The Qualtrics survey found that, at 29 percent, the main reason people wouldn’t ride a scooter is because they believe they are unsafe. At least one-third of riders said they are very concerned about safety. The highest amount of those, 41 percent, came from people who ride on sidewalks only. Fifty-six percent of drivers said they are more nervous to drive in cities with scooters present.

Larsen said he believes most of the safety concerns are from people who feel uneasy seeing the scooters buzz around the streets. That’s also why the city asked both companies to come up with a safety action plan by the end of August that would focus on where people are allowed to ride.

“Both companies should be providing us some ideas what they are planning to do to address (sidewalk etiquette) specifically,” Larsen said.

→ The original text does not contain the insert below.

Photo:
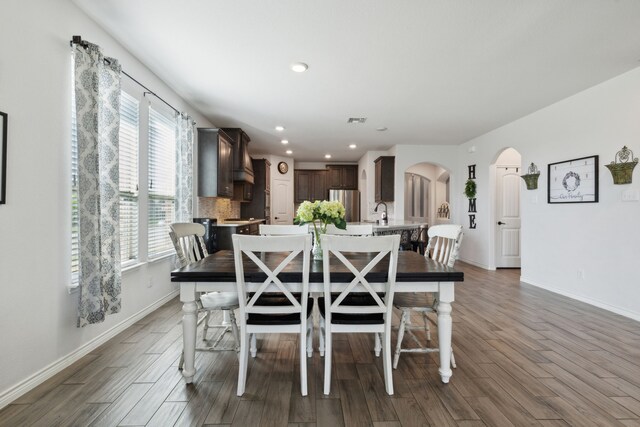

Meanwhile, the city continues to urge riders to be safe while riding the scooters.

Age

Lime advises riders must be at least 16 years old to use the scooters, while Bird advises riders must be 18 years old or older with a valid driver’s license, according to its website.

Ride on streets, not sidewalks

The city requires by law that all scooters be ridden on streets and not sidewalks, just like bicycles. That said, Larsen said he can see a reason to briefly use a sidewalk, such as road congestion or blockage, although he still encourages riders not to ride on sidewalks.

“If you’re going to use the sidewalk, go down to walking speed until you can get back onto the bike lane and then open up the throttle,” he said.

Related:

Both companies also advise riders to only ride on the sidewalk if it’s legal.

“Do not ride on sidewalks other than as permitted by law. Use bike lanes when available and permitted by law,” Lime writes in a message that pops up for people who use the company’s app.

Bird offers a similar message, which states, “No riding on sidewalks unless local law requires or permits — it endangers members of our community who want to walk freely. … Ride in bike lanes or close to the right curb.”

Riders must also follow street signs and signals.

Helmets

Salt Lake City has no law requiring a helmet while riding a bike or scooter, though Larsen said the city often encourages helmet use.

“For now, that’s probably the right stance on scooters, but maybe not? Maybe we need to require them on scooters — that’s something we will continue to explore,” he said.

Bird suggests on its website that riders should wear a helmet, and offers helmets to users, who are charged shipping costs. The app also states riders must take at least one ride to qualify for a helmet.

Lime, on the other hand, requires riders under 18 to wear a helmet and for riders to follow local laws. The company’s app gives users the option to request a helmet.

Parking

In its app, Lime asks riders to park in "accessible spaces such as curbsides or by bike racks" and not in areas that block sidewalks, ramps or other pedestrian walkways.

Bird suggests the same, adding that people should not block driveways, access ramps or fire hydrants, and to avoid grass, gravel, rocks or any other uneven surfaces. It suggests people should park close to a curb, trees or street signs and that the scooter's kickstand is used.

Multiple users

Both companies require only one person on a scooter at all times.